En az bir Fransız, bir Alman yahut bir İtalyan kadar kimliğimizi adlı adınca kullanmak, milletimizin doğal hakkıdır. İdeolojilerden arındırılmış, tarafsız bir anayasa yapılmalı, diyerek Türk kimliğini yansıtan ifadeler metinden çıkarılırsa bu topraklarda yaşayan insanları yüzyıllar boyunca bir arada tutan kültür, inanç, medeniyet ve tarih ortaklıkları yok sayılmış olur. Sosyolojik bir evrenin eseri olan millet olgusu yerine, çağdışı bir köken ve ırk anlayışı, anayasal zemin bulur. Türkiye’nin etnik bir mozaik olduğu safsatasının hukuken tescil edilmesi suretiyle toplumsal ayrışma kaçınılmaz hâle gelir.

12 Eylül ürünü olduğu gerekçesiyle peşinen metinden çıkarılmaya çalışılan Anayasanın ilk üç maddesi ile 66. madde, devletimizin temel nitelikleri ve ülkenin birliğini, bütünlüğünü vurgulayan temel tespitler olduklarından, yeni anayasada da muhafaza edilmelidir. Zaten Anayasa’nın 4. maddesindeki “İlk üç maddenin değiştirilemez ve değiştirilmesi dahi teklif edilemez.” ifadesiyle, bunların değiştirilmesi hâlinde, yürürlükte olan Anayasa’nın ihlal edilmesi durumu ortaya çıkar.

KÜRTÇE EĞİTİM DİLİ OLAMAZ

Anayasa’da gerekli düzenlemeler yapılarak Türkçe dışındaki dillerin de okullarda okutulup öğretilmesine imkân tanınması için yapılan girişimlerin asıl amacının Kürtçeyi, Türkçeyle birlikte kamusal alanda kullanılır duruma getirmek olduğu aşikârdır. Ülkemizin en büyük sorunu olan ırkçı- ayrılıkçı Kürtçülük hareketinin sözcüleri, her vesileyle bu yöndeki taleplerini dile getiriyor, hatta bunu terör örgütünün silah bırakmasının ön şartı olarak ileri sürüyorlar.

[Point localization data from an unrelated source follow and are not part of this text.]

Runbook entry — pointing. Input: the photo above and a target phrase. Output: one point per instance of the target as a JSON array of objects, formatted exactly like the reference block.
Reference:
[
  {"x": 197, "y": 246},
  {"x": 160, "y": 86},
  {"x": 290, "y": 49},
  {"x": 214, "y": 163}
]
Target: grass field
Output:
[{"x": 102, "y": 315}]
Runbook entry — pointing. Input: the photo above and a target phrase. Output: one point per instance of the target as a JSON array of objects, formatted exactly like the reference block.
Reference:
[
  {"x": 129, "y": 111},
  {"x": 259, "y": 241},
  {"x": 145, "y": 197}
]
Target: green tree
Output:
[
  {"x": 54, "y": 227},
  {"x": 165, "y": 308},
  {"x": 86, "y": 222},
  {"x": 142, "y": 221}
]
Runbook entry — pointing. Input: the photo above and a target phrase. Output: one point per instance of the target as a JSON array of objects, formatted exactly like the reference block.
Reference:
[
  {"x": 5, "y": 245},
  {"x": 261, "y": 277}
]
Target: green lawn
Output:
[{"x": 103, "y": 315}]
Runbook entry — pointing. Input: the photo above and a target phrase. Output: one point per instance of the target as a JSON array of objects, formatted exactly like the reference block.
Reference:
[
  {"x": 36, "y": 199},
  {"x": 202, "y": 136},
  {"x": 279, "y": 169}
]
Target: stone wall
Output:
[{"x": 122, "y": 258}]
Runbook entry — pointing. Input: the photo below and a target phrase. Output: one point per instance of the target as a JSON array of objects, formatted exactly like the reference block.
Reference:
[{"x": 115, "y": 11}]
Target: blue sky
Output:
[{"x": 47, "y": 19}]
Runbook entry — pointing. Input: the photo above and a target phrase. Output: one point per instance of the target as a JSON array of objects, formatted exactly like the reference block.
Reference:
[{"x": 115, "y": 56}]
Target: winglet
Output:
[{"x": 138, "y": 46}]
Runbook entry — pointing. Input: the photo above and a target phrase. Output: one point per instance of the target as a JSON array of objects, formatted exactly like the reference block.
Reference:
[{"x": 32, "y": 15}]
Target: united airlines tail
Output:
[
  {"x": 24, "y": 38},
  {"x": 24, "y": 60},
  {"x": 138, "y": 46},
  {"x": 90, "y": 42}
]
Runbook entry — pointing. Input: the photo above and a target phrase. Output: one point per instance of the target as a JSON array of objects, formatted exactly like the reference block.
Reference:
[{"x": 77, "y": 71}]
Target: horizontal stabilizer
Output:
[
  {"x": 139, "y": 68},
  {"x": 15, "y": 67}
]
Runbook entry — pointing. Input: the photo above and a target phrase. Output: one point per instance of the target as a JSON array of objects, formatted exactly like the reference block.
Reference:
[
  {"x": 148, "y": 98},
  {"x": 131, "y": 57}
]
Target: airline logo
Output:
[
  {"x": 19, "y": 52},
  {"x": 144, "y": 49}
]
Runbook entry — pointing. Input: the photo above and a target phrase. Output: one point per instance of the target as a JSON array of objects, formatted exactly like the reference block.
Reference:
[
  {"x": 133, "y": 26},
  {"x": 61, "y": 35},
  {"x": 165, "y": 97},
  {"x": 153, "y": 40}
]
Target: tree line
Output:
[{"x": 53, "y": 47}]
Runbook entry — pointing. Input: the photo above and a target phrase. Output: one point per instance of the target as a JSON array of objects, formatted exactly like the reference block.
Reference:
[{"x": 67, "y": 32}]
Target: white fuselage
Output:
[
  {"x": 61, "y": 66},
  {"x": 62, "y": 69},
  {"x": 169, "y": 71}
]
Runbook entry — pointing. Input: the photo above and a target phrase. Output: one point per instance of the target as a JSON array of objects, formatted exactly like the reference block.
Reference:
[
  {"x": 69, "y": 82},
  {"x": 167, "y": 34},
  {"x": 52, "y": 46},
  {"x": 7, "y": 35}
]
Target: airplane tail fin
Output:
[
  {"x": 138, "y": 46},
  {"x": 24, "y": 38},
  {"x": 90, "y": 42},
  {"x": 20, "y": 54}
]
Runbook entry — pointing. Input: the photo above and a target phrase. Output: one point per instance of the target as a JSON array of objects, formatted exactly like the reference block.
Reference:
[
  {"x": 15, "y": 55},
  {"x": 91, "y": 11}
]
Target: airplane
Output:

Türkiye’de devletin resmî dilinin Türkçe olması, Osmanlı İmparatorluğu gibi çok milletli bir yapıdan günümüze intikal eden tarihî bir olgudur. Bu durum, tarih ve medeniyetimizin tabii bir sonucudur. Türkçeden başka bir dille resmî okullarda eğitim verilmesi isteği, millî devlet ilkesine tamamen aykırı olduğu gibi, pedagojik açıdan da yanlıştır. Mahalli dillerin veya başka dillerin öğrenilmesi, bugün olduğu gibi özel kuruluşlarla yapılabilir. Kürtçenin eğitim dili olmasına ilişkin taleplerin, iki milletli bir devlet yapılanmasına geçiş projesinin ilk ve en esaslı ayağı olduğu açıktır. Bunu demokratik bir talep şeklinde örtmeye çalışmanın samimi bir yanı yoktur. Anayasa’nın 42. maddesi aynen muhafaza edilmelidir.

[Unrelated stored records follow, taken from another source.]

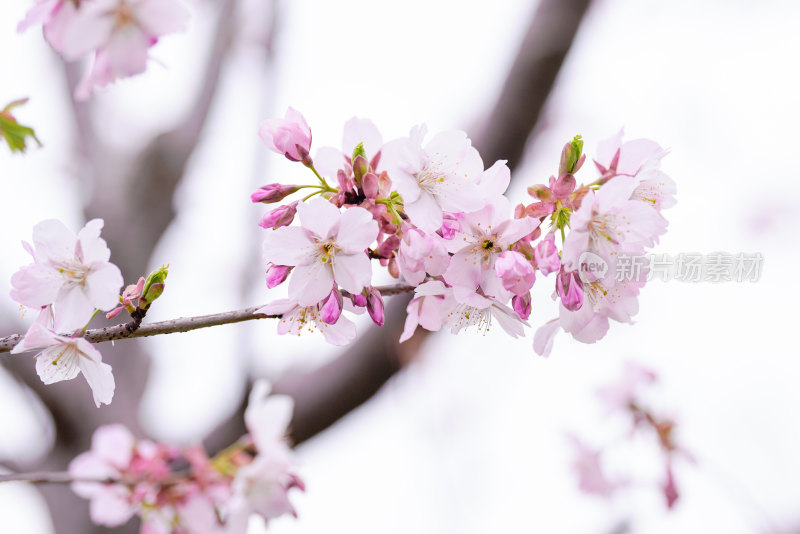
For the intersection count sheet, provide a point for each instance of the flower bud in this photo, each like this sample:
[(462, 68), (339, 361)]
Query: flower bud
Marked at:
[(522, 305), (331, 308), (375, 306), (276, 274), (273, 193), (289, 136), (370, 186), (545, 254), (570, 289), (515, 271), (281, 216)]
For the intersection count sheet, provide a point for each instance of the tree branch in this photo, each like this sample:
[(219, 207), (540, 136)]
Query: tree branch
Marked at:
[(324, 395), (133, 329)]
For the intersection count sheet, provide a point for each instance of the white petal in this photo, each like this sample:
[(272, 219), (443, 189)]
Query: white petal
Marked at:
[(319, 216), (309, 284), (103, 284), (425, 212), (357, 230)]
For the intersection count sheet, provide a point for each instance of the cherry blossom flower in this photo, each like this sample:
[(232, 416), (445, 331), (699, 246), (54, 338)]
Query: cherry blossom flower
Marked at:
[(120, 32), (71, 272), (55, 16), (296, 318), (262, 487), (484, 235), (440, 176), (111, 454), (609, 222), (328, 247), (290, 136), (420, 254), (63, 358)]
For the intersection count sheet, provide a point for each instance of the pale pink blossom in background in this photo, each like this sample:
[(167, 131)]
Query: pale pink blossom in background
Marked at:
[(440, 176), (329, 246), (110, 456), (289, 137), (70, 271), (483, 236)]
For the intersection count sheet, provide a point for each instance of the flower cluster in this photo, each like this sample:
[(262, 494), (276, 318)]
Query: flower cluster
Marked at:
[(625, 399), (117, 34), (123, 477), (69, 280), (431, 213)]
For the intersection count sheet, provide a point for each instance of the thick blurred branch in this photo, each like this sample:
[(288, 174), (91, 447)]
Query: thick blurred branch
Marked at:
[(325, 395), (184, 324), (134, 195)]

Bireysel insan hakları çerçevesinde en ileri ve geniş hak ve hürriyetler, temel bir ilke olarak Anayasa’da yer almalıdır. Ancak herhangi bir zümreye veya etnik gruba, toplu veya ayrıcalıklı grup hakları veya siyasi haklar tanınamaz. Çünkü etnik nitelikli bir talebi, etnik ödünler vererek çözmeye çalışmanın başarılı sonuçlar vermediği, tam tersine merkezkaç etkisi yaparak bu eğilimleri daha çok hızlandırdığı bir vakıadır.

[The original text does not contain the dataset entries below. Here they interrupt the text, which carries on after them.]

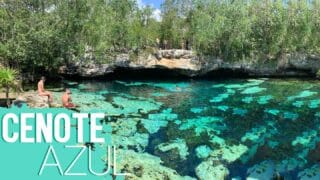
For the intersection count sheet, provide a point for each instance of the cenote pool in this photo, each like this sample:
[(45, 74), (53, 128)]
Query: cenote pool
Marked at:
[(253, 127)]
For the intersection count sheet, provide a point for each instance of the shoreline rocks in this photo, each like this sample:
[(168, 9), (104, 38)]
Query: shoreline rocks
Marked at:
[(186, 63)]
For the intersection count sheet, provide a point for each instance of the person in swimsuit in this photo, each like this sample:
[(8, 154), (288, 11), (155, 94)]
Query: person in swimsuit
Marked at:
[(66, 99)]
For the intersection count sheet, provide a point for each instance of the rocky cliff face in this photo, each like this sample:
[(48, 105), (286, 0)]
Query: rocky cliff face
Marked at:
[(186, 63)]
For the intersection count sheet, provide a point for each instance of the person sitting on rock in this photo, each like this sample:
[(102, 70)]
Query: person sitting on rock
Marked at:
[(66, 99), (42, 91)]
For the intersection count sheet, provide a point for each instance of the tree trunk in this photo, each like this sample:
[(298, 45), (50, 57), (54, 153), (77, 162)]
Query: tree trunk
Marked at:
[(7, 96)]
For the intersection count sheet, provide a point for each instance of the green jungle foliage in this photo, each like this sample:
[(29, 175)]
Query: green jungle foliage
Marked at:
[(47, 33)]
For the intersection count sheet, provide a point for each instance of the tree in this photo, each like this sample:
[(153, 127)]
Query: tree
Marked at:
[(7, 80)]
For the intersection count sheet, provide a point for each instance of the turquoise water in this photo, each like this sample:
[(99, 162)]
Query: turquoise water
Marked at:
[(253, 127)]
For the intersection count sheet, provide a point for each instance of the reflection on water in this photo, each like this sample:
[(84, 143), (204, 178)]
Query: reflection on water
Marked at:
[(254, 127)]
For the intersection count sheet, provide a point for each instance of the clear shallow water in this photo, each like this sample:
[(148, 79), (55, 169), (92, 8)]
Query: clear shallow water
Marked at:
[(253, 127)]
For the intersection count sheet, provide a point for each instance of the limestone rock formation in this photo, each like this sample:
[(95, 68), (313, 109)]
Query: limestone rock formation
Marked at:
[(187, 63), (145, 166)]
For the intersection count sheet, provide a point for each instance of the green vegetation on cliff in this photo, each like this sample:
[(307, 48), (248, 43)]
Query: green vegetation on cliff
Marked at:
[(46, 33)]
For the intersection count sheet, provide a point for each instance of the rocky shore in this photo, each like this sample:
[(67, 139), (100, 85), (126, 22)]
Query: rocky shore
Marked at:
[(187, 63)]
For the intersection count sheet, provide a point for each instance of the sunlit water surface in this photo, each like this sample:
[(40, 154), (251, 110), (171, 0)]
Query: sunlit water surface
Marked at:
[(251, 126)]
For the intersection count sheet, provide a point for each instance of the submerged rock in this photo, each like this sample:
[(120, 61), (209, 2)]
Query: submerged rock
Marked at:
[(33, 100), (264, 170), (203, 151), (145, 166), (312, 173), (207, 170), (179, 145)]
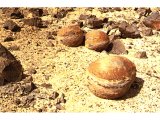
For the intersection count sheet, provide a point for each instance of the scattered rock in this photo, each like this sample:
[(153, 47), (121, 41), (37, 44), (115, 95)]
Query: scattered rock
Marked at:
[(13, 13), (61, 99), (18, 101), (71, 36), (36, 12), (8, 39), (47, 77), (105, 81), (54, 95), (129, 31), (10, 25), (13, 47), (61, 13), (10, 69), (49, 44), (85, 17), (36, 21), (147, 32), (94, 23), (27, 87), (141, 54), (153, 21), (31, 71), (109, 9), (59, 107), (50, 35), (143, 11), (47, 85), (118, 47), (135, 85), (96, 40)]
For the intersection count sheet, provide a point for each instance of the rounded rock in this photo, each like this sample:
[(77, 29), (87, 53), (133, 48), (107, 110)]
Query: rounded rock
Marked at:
[(71, 36), (97, 40), (111, 77)]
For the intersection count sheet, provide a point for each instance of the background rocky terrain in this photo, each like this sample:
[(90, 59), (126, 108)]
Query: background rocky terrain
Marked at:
[(54, 77)]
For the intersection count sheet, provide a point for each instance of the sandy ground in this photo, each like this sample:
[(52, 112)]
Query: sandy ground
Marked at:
[(64, 69)]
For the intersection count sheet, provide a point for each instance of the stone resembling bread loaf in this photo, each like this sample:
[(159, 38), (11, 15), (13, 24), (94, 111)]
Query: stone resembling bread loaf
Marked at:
[(111, 77)]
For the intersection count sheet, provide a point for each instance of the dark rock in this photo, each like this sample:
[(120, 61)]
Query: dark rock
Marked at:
[(46, 85), (36, 21), (141, 54), (10, 69), (10, 25), (54, 95), (118, 47)]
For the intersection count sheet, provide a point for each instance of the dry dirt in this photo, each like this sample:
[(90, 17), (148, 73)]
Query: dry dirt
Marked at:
[(63, 69)]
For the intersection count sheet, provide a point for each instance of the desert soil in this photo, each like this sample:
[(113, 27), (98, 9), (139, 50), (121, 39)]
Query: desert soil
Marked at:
[(56, 67)]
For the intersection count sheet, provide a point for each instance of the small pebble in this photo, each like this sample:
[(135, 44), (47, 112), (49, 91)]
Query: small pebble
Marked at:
[(54, 95), (31, 71), (141, 54), (59, 107)]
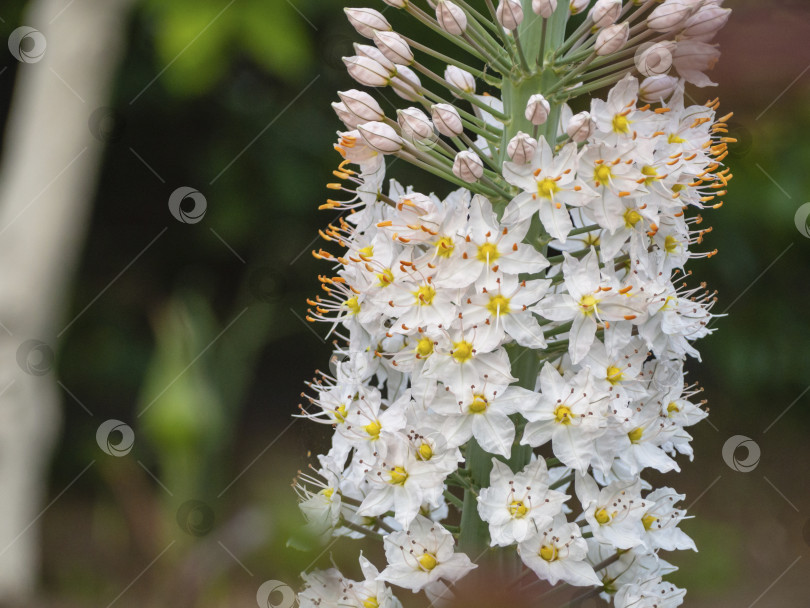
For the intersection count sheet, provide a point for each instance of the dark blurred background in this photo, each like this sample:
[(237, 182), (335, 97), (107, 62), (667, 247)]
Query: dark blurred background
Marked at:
[(193, 334)]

Terör yöntemiyle Türkiye toprakları üzerinde iki milletli bir yapı inşa etmenin mümkün olmadığını gören terör örgütü, yeni anayasa üzerinden amacına ulaşmak istiyor. Etnik fitneyi terörist bir hareket olarak görmeyen, isteklerini haklı ve meşru sayan, devleti bu isteklerini yerine getirmediği için suçlayan bazı liberal ve solcu çevrelerin demokratikleşme adına bu paralelde tavır almaları, Türkiye’yi yeni anayasa konusunda kritik bir noktaya getirmiş bulunuyor.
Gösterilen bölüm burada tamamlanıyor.